Mit dem Klapprechner im Zwischenstadtzug

Ich schreibe diese Zeilen auf einem Klapprechner. Nicht auf einem Laptop, Notebook, Netbook, sondern auf einem Klapprechner. Bundesverkehrsminister Peter Ramsauer (CSU) lässt jetzt in seinem Ministerium die Anglizismen ersetzen. Dort müssen jetzt schon Beamte ihren Laptop Klapprechner nennen. Der Minister will mit der Aktion jedoch auch ein Signal zur Umkehr im gesamten deutschen Sprachraum setzen. Deshalb schreibe ich jetzt also auf einem Klapprechner.

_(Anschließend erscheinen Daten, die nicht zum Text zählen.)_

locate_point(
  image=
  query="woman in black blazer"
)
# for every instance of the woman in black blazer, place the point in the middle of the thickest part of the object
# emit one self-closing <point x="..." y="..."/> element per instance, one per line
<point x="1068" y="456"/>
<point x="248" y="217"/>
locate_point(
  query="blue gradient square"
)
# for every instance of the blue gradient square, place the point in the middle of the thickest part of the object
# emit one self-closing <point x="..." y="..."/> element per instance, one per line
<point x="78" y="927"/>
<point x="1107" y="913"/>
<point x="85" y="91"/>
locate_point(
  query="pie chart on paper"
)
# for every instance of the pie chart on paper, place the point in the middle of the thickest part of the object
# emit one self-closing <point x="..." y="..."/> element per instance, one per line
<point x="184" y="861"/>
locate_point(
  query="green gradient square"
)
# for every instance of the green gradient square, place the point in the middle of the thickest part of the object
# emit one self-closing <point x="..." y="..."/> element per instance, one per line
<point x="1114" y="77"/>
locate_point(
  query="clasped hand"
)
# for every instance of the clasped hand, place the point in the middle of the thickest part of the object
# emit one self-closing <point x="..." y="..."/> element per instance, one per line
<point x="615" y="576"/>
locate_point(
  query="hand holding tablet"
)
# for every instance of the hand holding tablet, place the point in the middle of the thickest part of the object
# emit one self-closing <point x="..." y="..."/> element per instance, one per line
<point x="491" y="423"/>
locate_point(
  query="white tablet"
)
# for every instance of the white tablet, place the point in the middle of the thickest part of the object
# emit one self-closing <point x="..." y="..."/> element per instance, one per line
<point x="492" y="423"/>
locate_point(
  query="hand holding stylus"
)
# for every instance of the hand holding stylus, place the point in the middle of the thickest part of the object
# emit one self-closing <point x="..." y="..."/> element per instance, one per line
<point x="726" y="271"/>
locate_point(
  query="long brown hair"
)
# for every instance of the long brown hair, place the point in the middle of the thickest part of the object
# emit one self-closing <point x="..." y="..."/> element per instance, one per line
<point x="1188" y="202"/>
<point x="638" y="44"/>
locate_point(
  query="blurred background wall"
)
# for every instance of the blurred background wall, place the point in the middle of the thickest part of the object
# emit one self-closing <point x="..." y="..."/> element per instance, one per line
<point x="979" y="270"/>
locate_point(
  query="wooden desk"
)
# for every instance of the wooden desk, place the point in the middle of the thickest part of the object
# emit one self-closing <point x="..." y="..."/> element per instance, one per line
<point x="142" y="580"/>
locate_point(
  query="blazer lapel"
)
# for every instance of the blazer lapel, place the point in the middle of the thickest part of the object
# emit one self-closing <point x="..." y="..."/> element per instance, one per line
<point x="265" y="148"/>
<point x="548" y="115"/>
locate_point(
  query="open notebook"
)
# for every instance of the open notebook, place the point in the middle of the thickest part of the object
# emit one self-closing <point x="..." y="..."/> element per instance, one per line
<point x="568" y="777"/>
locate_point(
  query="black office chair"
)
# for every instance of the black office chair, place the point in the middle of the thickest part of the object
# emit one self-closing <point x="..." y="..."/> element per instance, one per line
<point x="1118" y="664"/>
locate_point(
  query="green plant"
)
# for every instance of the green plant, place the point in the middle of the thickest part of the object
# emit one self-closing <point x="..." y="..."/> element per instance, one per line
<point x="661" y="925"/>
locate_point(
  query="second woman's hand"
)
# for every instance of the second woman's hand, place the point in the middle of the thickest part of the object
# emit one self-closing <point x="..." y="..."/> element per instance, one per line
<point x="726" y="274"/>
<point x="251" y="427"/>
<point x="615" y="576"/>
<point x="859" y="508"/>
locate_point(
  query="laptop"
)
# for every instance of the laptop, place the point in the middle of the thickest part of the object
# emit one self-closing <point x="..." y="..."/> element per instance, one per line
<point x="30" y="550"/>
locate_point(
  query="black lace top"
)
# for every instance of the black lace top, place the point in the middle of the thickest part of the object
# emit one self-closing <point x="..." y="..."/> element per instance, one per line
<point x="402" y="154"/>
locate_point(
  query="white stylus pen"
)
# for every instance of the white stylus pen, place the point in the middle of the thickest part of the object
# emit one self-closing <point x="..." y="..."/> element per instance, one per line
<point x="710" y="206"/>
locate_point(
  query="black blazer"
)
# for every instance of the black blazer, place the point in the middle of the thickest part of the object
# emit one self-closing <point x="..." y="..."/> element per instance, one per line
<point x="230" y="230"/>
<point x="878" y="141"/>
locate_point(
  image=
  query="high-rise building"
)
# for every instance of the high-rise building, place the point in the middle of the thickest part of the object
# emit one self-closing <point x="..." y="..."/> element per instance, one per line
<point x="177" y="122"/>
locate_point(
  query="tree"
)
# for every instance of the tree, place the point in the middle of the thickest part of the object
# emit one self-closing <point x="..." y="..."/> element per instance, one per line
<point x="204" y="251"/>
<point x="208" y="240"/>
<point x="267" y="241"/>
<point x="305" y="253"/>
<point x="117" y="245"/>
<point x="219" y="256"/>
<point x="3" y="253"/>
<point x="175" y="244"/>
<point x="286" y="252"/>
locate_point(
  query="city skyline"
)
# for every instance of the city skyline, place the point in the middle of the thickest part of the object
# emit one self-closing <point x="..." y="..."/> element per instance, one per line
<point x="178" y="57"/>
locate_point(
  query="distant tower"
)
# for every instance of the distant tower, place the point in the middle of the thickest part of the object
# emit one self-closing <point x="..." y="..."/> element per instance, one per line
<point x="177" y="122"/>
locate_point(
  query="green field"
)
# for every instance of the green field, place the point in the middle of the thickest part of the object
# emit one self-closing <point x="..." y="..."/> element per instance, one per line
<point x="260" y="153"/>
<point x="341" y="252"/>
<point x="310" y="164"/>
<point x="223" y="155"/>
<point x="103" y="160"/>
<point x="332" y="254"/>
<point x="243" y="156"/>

Die deutsche Sprache bedarf hier einer Präzisierung. Der Laptop steht nur für bratpfannengroße Klapprechner, der Klapprechner selbst kennt solche Größenunterschiede noch nicht. Mein Rechner ist ein Netzbuch. Das hört sich an wie der Schinken, in dem meine Oma die Zugverbindungen zwischen Bad Sooden-Allendorf und Bad Bevensen nachzuschlagen pflegte, meint aber einen kleinen Klapprechner.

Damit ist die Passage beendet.